Джейн ответила, что просмотрела бегло.
— Если она при тебе, то открой театральную страницу. Во второй колонке, под заголовком «Совместная роль», нет, не клади трубку…
Джейн бросила трубку. Затем нашла газету.
«Пьеса, принятая для постановке в Каунтис-театре, вскоре будет представлена на суд зрителей. Это романтический мюзикл. Мисс Розалии Марбэнк выпала уникальная возможность выступить сразу в двух качествах: главной героини и автора. Музыка специально написана Аланом Критом.
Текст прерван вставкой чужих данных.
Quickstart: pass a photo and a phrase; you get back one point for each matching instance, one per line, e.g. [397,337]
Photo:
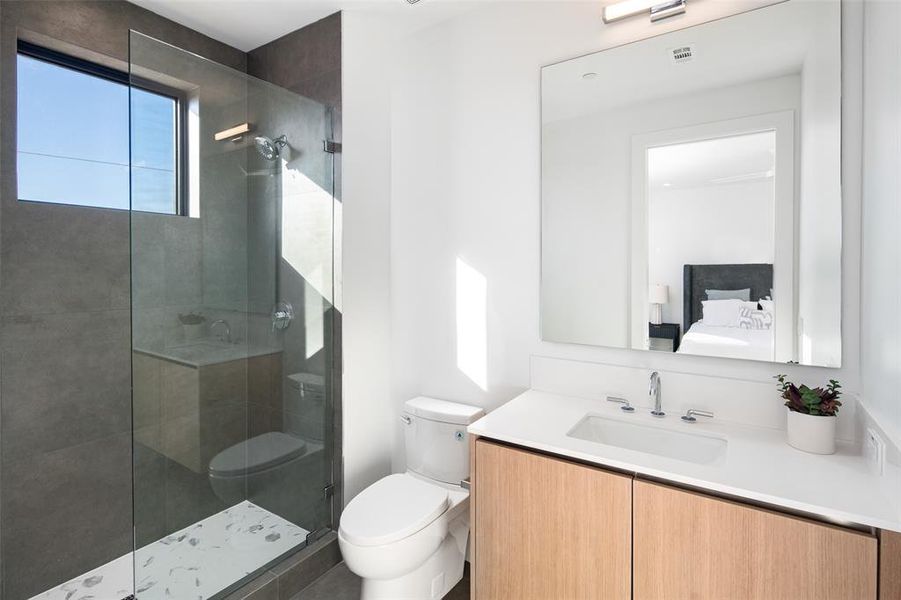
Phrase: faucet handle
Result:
[689,416]
[626,406]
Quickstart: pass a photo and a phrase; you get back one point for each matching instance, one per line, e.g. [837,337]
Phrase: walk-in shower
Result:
[233,444]
[232,348]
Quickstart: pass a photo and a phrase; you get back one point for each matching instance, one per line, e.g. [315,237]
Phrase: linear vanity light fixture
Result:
[657,9]
[232,133]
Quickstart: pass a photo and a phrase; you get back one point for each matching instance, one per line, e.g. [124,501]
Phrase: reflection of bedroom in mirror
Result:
[694,207]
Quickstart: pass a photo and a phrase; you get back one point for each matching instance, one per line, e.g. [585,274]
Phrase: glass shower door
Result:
[232,228]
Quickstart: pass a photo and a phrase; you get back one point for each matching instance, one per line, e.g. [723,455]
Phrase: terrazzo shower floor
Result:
[194,563]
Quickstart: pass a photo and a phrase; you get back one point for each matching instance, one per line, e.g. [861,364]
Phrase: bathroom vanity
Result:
[717,511]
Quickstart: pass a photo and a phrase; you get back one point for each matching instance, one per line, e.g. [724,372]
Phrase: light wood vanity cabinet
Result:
[688,545]
[546,528]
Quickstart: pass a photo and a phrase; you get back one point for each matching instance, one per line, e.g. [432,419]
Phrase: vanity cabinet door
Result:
[546,529]
[689,545]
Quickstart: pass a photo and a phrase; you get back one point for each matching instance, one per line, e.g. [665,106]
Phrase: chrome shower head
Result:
[269,148]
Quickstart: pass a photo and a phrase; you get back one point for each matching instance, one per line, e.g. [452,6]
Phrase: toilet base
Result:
[431,580]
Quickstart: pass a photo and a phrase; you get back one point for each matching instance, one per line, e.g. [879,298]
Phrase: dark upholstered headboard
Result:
[697,278]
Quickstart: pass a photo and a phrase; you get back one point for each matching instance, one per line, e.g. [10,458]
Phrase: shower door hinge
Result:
[315,535]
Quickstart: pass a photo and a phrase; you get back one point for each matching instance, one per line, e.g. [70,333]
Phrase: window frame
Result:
[60,59]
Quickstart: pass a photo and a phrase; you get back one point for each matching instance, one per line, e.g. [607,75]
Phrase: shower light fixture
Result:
[232,133]
[656,8]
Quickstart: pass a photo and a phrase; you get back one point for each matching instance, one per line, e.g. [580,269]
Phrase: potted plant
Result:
[811,415]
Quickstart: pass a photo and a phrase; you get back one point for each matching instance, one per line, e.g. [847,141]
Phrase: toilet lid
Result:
[257,453]
[391,509]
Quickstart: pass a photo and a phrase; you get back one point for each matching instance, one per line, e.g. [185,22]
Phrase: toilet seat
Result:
[256,454]
[393,508]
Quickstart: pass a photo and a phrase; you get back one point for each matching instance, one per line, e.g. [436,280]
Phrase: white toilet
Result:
[284,472]
[406,534]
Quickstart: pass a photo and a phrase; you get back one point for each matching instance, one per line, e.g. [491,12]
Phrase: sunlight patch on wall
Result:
[472,324]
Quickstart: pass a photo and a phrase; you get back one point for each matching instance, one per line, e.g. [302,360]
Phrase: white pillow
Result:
[721,313]
[754,319]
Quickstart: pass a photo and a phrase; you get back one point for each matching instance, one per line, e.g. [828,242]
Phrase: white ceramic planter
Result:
[811,433]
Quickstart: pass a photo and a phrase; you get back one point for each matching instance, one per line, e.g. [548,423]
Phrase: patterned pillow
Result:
[754,319]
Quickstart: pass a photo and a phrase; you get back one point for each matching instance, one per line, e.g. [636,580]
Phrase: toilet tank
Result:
[436,442]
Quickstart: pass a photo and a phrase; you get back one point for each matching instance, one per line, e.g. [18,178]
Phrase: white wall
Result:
[465,147]
[704,225]
[881,291]
[368,410]
[819,229]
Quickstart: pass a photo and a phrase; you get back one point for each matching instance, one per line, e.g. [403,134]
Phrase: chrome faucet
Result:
[654,392]
[225,337]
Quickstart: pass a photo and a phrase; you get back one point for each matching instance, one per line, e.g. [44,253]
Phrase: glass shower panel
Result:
[231,338]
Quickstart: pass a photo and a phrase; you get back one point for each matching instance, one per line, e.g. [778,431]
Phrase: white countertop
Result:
[759,465]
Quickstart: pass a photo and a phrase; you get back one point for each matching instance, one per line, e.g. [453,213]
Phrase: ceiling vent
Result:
[682,54]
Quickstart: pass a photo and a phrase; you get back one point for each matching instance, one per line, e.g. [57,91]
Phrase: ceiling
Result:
[760,44]
[248,24]
[733,159]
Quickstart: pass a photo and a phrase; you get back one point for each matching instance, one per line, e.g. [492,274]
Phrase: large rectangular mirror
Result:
[691,190]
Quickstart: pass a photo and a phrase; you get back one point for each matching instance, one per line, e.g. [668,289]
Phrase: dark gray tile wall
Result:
[65,374]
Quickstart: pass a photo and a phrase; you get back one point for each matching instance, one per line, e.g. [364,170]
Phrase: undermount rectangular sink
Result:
[689,447]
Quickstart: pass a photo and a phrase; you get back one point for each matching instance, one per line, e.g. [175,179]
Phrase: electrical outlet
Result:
[874,450]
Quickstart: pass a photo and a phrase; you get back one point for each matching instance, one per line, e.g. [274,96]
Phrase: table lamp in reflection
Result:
[658,295]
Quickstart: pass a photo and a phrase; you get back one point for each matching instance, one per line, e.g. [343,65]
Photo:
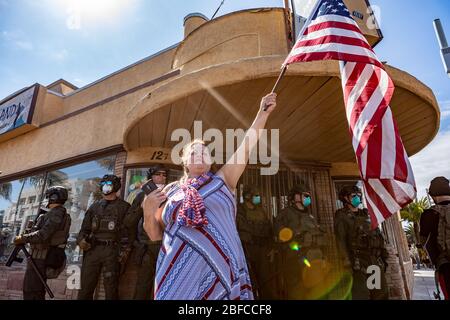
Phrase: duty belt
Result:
[106,242]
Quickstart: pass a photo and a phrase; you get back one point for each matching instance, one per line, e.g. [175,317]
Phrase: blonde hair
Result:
[186,154]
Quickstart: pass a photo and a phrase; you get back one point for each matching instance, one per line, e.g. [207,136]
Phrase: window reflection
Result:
[138,176]
[81,181]
[20,200]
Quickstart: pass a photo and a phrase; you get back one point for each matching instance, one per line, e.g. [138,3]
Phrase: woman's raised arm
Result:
[235,166]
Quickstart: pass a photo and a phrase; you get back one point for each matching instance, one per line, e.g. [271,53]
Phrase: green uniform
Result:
[361,247]
[48,234]
[102,227]
[255,231]
[310,239]
[145,252]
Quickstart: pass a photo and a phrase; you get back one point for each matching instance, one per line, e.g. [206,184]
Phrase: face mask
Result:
[107,189]
[256,200]
[356,201]
[307,202]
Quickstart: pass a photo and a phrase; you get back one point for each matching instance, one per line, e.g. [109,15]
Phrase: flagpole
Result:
[283,71]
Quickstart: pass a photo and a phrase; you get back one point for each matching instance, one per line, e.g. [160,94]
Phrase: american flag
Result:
[332,34]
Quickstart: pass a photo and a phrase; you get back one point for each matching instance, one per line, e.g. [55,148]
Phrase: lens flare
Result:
[306,262]
[294,246]
[285,234]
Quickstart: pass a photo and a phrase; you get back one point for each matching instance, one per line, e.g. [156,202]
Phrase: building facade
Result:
[123,123]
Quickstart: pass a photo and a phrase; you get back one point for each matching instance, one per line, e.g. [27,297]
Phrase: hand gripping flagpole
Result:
[283,70]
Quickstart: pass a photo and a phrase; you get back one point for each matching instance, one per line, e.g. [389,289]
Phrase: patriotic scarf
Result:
[192,211]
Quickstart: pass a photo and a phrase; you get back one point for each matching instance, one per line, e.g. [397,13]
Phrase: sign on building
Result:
[360,10]
[17,112]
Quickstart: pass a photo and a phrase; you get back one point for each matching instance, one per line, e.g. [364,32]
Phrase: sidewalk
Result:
[424,285]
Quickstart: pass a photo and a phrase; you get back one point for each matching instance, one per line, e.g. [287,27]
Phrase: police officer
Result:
[359,245]
[48,238]
[435,231]
[301,241]
[255,231]
[146,251]
[99,238]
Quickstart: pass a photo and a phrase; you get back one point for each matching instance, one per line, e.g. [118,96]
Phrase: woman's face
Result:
[199,160]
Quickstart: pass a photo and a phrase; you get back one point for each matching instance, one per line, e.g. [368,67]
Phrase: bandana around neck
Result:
[192,211]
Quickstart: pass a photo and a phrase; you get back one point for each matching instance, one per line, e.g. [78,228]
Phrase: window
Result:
[32,199]
[82,182]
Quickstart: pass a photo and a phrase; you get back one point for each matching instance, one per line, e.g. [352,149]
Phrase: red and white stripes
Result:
[368,89]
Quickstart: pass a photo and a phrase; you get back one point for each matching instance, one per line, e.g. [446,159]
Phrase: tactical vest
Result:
[58,239]
[367,246]
[106,224]
[444,227]
[311,234]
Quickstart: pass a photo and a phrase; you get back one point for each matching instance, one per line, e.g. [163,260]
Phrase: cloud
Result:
[59,55]
[445,109]
[25,45]
[17,39]
[433,161]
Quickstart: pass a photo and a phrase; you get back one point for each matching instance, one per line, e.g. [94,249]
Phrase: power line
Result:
[220,6]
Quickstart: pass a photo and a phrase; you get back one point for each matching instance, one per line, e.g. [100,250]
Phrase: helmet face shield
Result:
[55,195]
[109,184]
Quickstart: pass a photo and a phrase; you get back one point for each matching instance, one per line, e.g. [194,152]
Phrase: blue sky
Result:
[42,41]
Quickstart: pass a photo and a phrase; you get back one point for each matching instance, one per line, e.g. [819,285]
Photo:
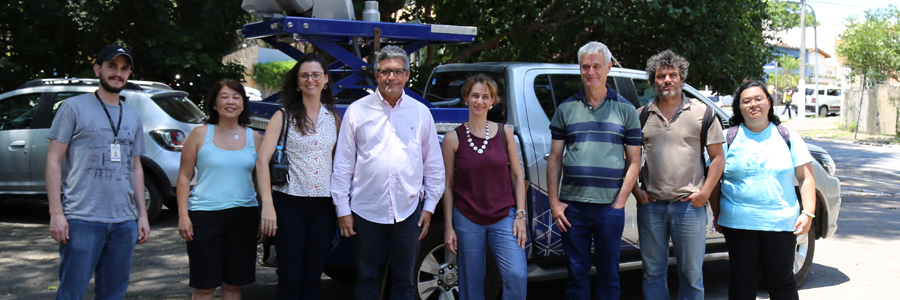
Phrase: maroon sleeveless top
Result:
[482,189]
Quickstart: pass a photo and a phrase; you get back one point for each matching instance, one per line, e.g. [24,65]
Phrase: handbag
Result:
[280,165]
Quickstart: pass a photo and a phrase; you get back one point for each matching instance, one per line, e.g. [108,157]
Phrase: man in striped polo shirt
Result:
[601,134]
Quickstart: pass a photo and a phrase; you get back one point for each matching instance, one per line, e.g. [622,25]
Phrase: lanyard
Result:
[114,128]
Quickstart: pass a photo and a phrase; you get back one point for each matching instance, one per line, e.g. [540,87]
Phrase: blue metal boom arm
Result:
[328,34]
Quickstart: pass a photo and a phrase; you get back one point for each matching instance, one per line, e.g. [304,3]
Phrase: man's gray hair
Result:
[389,52]
[667,59]
[594,48]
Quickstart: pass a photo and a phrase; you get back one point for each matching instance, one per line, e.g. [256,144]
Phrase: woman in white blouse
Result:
[300,214]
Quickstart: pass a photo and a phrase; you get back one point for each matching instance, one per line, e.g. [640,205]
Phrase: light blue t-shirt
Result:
[224,177]
[758,182]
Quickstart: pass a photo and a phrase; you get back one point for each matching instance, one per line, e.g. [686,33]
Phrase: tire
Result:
[437,271]
[803,255]
[153,198]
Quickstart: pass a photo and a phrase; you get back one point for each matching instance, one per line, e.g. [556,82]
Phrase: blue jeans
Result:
[510,257]
[602,225]
[403,240]
[101,249]
[686,225]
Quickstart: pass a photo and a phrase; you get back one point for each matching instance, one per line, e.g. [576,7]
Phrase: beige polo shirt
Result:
[672,168]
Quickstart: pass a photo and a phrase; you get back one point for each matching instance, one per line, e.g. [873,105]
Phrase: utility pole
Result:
[801,84]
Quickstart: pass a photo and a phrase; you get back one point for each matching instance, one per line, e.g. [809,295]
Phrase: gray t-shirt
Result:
[96,188]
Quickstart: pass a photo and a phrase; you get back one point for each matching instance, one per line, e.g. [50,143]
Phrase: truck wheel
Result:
[803,255]
[153,198]
[823,111]
[437,271]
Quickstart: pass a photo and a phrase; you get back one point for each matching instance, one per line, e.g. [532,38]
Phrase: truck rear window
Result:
[444,90]
[180,107]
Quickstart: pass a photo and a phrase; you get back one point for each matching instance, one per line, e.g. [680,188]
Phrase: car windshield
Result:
[180,107]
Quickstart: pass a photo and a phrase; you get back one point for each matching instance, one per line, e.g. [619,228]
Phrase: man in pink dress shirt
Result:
[387,162]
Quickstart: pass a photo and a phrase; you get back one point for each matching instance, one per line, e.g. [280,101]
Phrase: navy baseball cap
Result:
[111,51]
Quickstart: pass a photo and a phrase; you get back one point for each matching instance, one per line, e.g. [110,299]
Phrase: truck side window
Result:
[17,112]
[60,97]
[553,89]
[544,93]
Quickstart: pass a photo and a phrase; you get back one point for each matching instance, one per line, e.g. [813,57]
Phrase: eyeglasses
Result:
[315,75]
[387,72]
[757,100]
[587,67]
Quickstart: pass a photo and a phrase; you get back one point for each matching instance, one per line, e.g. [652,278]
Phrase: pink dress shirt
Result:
[387,159]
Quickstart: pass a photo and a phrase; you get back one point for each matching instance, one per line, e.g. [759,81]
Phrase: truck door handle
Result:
[20,144]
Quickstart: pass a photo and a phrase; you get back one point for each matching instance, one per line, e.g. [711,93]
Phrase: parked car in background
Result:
[827,101]
[27,112]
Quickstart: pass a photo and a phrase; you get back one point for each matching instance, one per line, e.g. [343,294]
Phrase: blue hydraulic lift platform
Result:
[350,71]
В пьесе рассказывается о любви деревенской девушки — кружевницы…»
Джейн дочитала до конца и сидела тихо, скомкав газету. Слабо слышимый голос из брошенной телефонной трубки привел ее себя. Она подняла ее.
— Ты прочла? — спросила Лейла.
— Да, — ответила Джейн. — Да… — ты случайно ее не знаешь?
— Я никогда не слышала о ней. Но выглядит это странно, тут другое, может быть?…
— Должно быть. — Джейн на секунду задумалась. — О'кей. Мы выяснили, — сказала она решительно. — Я найду нашего издателя и выпрошу у него пару билетов на премьеру. У тебя найдется время?
— Естественно.
А сон продолжался. Этой ночью в деревне состоялось нечто вроде ярмарки. Небольшой прилавок кружевницы выглядел привлекательно. Ее кружева походили на изящные большие снежинки, сотканные из тончайшей паутины. Их, правда, никто не покупал, но это, казалось, не имело значения. Когда пришел он, то нашел ее сидящей на земле и рассказывающей сказки двум очаровательным большеглазым мальчикам. Позднее они закрыли лавку. Шляпка висела на лентах у нее на руке, и они танцевали. Когда взошла луна, они покинули танцующих. На небольшом пригорке они обернулись и посмотрели назад на костер, на огни и танцующую толпу. Затем они ушли прочь по лесной тропинке и забыли все и вся, кроме друг друга…
Одной из причин, по которой Джейн смогла достать билеты без особых проблем, была премьера в этот же вечер еще одной лучше разрекламированной и более амбициозной постановки Идиллии. В результате оформление для первого представления было довольно скромным и мало кто из первоклассных критиков присутствовал. Тем не менее зал был полон.
Она и Лейла заняли свои места за несколько минут до того, как погас свет. Оркестр заиграл увертюру, но она мало обратила внимания на музыку из-за какого-то болезненного возбуждения. Она нашла в темноте руку Лейлы и почувствовала, что та также дрожит. У нее возникло сильное желание уйти отсюда, Лейла чувствовала то же. Но они должны были прийти: не прийти было бы просто невыносимо…
Оркестр закончил увертюру, и через пять секунд ожидания занавес поднялся. Звук, напоминающий вздох или стон, пронесся по залу.
Девушка лежала на зеленом берегу. На ней было простое белое платье, украшенное небольшими цветами. Ее голые ноги были опущены в воду.
Где— то в глубине зала женщина всхлипнула и умолкла.
Девушка на берегу пошевелилась в ленивом блаженстве. Она подняла голову и посмотрела вдаль. Улыбнулась, наклонила голову, будто уснув, прядь волос лежала у нее на щеке.
Аудитория не издавала ни звука. Казалось, зрители перестали дышать. Кларнет в оркестре начал лирическую тему. Все глаза в зале переместились с девушки в другой конец сцены.